The European planemaker is targeting deliveries of around 800 commercial aircraft this year, an 11 percent jump from 2017
Airbus has a mighty challenge ahead of it, one that seems to be getting tougher.
The European planemaker is targeting deliveries of around 800 commercial aircraft this year, an 11 percent jump from 2017.
To do it, Airbus needs to hand over some 300 jets in its final quarter, which would be a record. But delays with engines made by Rolls-Royce Holdings Plc are adding to the degree of difficulty.
On Friday, it was reported that Rolls-Royce had fallen behind schedule on deliveries for Airbus’s new model, the A330neo. Rolls was aiming to provide 30 of its Trent 7000 engines to Airbus by the end of this month, which would allow the Toulouse, France-based planemaker to deliver 15 of the wide-body aircraft to customers by year-end.
But Airbus will only get 10 engines, enough for five planes. That’s a 10-plane shortfall. The shares of both companies fell sharply on Friday before recovering most of their losses by the end of trading in Europe.
Getting production right is a critical task for Airbus’s next chief executive officer, Guillaume Faury, who is looking to prove his chops as president of the commercial aircraft business before formally taking over control of the group in April. But by all accounts, the target is all consuming.
“We have caused Airbus a significant problem, and we are working with them to manage the situation with airline customers and lessors,” Rolls-Royce’s president of civil aerospace, Chris Cholerton, and large-engine program director, Chris Young, said in a memo to staff. Rolls-Royce later notified markets that it had cut its overall delivery goal by 50 to about 500 commercial engines this year, while maintaining its profit and cash-flow targets.
For Airbus, the delays with the A330neo threaten to disrupt an already tight final quarter of 2018 that’s been stretched by design and production faults with separate engines that power its single-aisle A320 jet family.
IAG SA, which owns British Airways, said Friday that its A321neo narrow-bodies have been delayed “principally related to engines, but not solely.”
The slower widebody handovers could reduce Airbus’s full-year sales by 1.5 billion euros or hit earnings by about 100 million euros, Francois Duflot, an analyst with Bloomberg Intelligence, wrote in a research note.
Airbus declined to comment ahead of third-quarter results scheduled for Oct. 31, when the manufacturer is expected to update markets on its production plans.
For Rolls, the factory stumbles threaten to pile new pressure on the company, which is already struggling through durability flaws with the engine’s sister model, the Trent 1000, which powers Boeing Co.’s 787 Dreamliner. The A330neo, whose engine suffers from similar glitches, is expected to debut in the coming weeks, about a year behind its initial schedule.

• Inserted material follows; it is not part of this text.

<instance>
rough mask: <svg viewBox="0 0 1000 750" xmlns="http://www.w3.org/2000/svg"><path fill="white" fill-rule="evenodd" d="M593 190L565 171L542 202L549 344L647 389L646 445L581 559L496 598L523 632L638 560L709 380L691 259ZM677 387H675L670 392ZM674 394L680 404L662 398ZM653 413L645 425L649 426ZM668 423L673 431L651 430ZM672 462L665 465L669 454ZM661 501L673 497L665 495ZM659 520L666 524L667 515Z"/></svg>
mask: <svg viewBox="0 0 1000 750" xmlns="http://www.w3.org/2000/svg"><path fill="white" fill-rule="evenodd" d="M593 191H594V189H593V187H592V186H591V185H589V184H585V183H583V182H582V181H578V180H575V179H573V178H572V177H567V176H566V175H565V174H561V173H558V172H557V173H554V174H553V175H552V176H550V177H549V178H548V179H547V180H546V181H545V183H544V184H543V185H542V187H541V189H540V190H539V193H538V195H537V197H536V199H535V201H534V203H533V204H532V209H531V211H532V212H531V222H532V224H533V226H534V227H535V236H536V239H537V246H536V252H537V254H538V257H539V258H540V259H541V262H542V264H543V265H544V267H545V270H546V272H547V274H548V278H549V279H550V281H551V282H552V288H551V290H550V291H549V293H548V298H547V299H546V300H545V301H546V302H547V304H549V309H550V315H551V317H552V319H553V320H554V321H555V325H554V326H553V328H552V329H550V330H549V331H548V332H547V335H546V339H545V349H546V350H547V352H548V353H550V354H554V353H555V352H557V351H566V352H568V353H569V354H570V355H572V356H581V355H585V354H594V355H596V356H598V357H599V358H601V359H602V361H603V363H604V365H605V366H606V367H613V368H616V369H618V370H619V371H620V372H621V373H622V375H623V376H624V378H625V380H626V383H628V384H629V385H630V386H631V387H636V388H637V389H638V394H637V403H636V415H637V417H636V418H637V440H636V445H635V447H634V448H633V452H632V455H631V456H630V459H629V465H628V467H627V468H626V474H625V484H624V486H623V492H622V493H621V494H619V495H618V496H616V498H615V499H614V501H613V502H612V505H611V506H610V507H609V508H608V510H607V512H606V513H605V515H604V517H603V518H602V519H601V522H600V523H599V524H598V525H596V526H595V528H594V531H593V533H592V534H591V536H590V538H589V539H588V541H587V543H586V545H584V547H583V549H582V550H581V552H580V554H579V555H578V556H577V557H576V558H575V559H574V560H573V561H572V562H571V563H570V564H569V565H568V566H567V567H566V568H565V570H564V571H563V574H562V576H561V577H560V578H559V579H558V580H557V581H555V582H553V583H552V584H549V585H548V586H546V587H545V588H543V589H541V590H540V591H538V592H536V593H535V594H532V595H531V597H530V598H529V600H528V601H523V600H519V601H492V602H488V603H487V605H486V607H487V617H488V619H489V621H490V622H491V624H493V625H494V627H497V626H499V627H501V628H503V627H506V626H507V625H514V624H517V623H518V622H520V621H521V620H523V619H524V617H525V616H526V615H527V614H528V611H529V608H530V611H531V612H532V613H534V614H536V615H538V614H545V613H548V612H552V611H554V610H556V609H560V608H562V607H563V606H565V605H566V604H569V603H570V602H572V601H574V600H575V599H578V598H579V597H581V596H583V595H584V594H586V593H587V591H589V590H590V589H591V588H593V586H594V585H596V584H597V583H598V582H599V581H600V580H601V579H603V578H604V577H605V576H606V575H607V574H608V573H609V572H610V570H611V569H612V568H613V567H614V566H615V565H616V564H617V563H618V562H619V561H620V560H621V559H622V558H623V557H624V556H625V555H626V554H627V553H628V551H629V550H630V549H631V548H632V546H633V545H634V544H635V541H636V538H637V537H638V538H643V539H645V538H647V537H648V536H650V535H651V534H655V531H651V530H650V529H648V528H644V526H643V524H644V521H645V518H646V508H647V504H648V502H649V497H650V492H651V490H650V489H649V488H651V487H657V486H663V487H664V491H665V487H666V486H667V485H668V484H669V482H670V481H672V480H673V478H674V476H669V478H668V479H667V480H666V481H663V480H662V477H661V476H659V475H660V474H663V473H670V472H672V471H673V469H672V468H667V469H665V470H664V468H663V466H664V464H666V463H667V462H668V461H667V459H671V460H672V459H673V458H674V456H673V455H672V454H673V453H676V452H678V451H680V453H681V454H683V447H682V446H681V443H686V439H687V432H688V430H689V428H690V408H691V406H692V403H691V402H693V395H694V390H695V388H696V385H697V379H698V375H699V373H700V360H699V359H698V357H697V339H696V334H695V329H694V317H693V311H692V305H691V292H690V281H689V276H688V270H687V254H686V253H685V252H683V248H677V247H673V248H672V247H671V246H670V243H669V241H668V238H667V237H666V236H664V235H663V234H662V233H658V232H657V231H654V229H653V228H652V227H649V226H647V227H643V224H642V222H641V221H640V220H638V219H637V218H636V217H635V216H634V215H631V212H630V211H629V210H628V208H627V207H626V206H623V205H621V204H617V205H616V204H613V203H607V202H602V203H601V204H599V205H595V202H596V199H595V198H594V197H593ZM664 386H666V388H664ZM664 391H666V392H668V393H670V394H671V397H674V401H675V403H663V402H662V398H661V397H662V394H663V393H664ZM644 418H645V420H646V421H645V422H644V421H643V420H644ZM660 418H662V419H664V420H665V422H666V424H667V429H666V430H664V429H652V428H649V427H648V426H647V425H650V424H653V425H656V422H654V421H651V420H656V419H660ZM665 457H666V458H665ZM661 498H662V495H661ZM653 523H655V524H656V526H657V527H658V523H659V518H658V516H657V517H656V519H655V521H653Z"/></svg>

In-service disruption caused by design faults on the 787’s engine is “a source of anxiety to our customers and we must not exacerbate this by missing commitments to our Trent 7000 customers,” Rolls said in the memo to staff.
It’s a setback too for Rolls-Royce CEO Warren East, who is trying hard to turn around one of Britain’s few remaining industrial juggernauts. In his four years at the helm, East has worked to rebuild the engineering firm from the bottom up, shedding management layers, peripheral units and outdated business practices.
“We would extrapolate that the financial impact on Rolls will be compensation payments to Airbus and the airlines, and a build-up of inventory into the year-end,” Robert Stallard, an analyst with Vertical Research Partners, said in a note, while cutting his price target on Rolls by 11 percent to 930 pence. “The profit-and-loss impact could ironically be positive, as the Trent 7000 original-equipment deliveries will be loss making, with the returns coming from the aftermarket.”